A modular open platform for systematic functional studies under physiological conditions.

Nucleic Acids Res 2015 Sep 24;43(17):e112. Epub 2015 May 24.

Ludwig Maximilians University Munich, Department of Biology II and Center for Integrated Protein Science Munich (CIPSM), Großhaderner Strasse 2, 82152 Planegg-Martinsried, Germany

Any profound comprehension of gene function requires detailed information about the subcellular localization, molecular interactions and spatio-temporal dynamics of gene products. We developed a multifunctional integrase (MIN) tag for rapid and versatile genome engineering that serves not only as a genetic entry site for the Bxb1 integrase but also as a novel epitope tag for standardized detection and precipitation. For the systematic study of epigenetic factors, including Dnmt1, Dnmt3a, Dnmt3b, Tet1, Tet2, Tet3 and Uhrf1, we generated MIN-tagged embryonic stem cell lines and created a toolbox of prefabricated modules that can be integrated via Bxb1-mediated recombination.
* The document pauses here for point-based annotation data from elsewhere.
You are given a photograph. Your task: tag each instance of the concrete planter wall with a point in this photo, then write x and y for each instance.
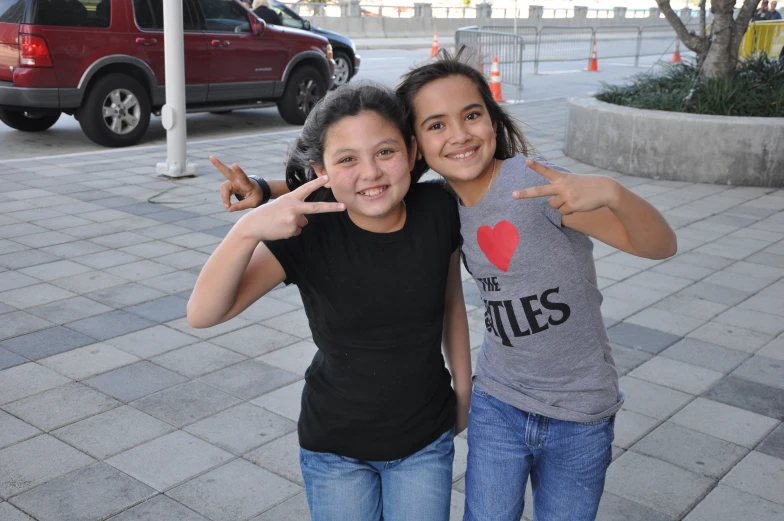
(674, 146)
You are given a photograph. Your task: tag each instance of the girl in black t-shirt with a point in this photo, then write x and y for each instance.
(376, 259)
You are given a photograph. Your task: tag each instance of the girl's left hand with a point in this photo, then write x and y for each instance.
(571, 192)
(463, 406)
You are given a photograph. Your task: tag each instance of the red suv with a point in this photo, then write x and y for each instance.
(103, 61)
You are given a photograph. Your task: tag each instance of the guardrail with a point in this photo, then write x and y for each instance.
(560, 43)
(508, 48)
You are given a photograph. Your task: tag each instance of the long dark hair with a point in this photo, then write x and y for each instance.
(510, 140)
(347, 100)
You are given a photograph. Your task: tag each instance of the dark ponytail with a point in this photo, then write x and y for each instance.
(348, 100)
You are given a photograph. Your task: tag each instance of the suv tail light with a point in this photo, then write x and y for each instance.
(33, 51)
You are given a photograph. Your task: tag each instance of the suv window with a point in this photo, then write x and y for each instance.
(73, 13)
(11, 11)
(149, 15)
(287, 17)
(225, 16)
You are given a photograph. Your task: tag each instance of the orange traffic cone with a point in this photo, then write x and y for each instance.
(593, 62)
(676, 56)
(434, 47)
(495, 81)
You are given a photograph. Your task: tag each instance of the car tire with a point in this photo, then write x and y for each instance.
(343, 69)
(116, 111)
(305, 87)
(28, 121)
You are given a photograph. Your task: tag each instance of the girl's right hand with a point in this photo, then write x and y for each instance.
(285, 217)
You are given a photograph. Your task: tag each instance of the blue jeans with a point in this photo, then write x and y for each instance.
(415, 488)
(566, 461)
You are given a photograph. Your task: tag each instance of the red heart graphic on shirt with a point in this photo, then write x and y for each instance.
(499, 243)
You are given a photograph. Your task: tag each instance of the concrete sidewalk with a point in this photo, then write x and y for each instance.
(111, 407)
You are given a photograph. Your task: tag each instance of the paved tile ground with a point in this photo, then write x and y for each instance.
(111, 407)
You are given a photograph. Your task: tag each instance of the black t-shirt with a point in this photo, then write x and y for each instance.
(378, 388)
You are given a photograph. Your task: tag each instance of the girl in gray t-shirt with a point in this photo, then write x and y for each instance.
(546, 389)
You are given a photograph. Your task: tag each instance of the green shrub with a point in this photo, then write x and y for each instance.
(755, 89)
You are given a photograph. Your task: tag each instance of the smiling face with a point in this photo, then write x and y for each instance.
(454, 131)
(369, 169)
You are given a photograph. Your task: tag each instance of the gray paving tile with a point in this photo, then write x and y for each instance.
(716, 293)
(112, 432)
(652, 400)
(198, 359)
(281, 457)
(26, 379)
(759, 474)
(90, 281)
(255, 340)
(172, 282)
(773, 444)
(135, 381)
(89, 494)
(616, 508)
(47, 342)
(125, 295)
(184, 404)
(706, 355)
(110, 325)
(18, 323)
(765, 371)
(35, 461)
(25, 258)
(285, 401)
(54, 270)
(153, 341)
(159, 508)
(691, 450)
(69, 310)
(294, 509)
(14, 430)
(9, 512)
(169, 460)
(9, 359)
(730, 504)
(60, 406)
(164, 309)
(656, 484)
(748, 395)
(642, 338)
(237, 490)
(249, 379)
(12, 280)
(242, 428)
(677, 375)
(725, 422)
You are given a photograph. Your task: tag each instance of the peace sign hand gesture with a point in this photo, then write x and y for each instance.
(570, 193)
(237, 182)
(285, 217)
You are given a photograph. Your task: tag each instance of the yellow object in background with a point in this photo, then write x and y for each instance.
(767, 37)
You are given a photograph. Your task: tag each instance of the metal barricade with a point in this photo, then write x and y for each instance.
(488, 45)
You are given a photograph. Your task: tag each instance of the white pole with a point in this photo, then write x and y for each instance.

We used these functional modules to study protein interactions and their spatio-temporal dynamics as well as gene expression and specific mutations during cellular differentiation and in response to external stimuli. Our genome engineering strategy provides a versatile open platform for efficient generation of multiple isogenic cell lines to study gene function under physiological conditions.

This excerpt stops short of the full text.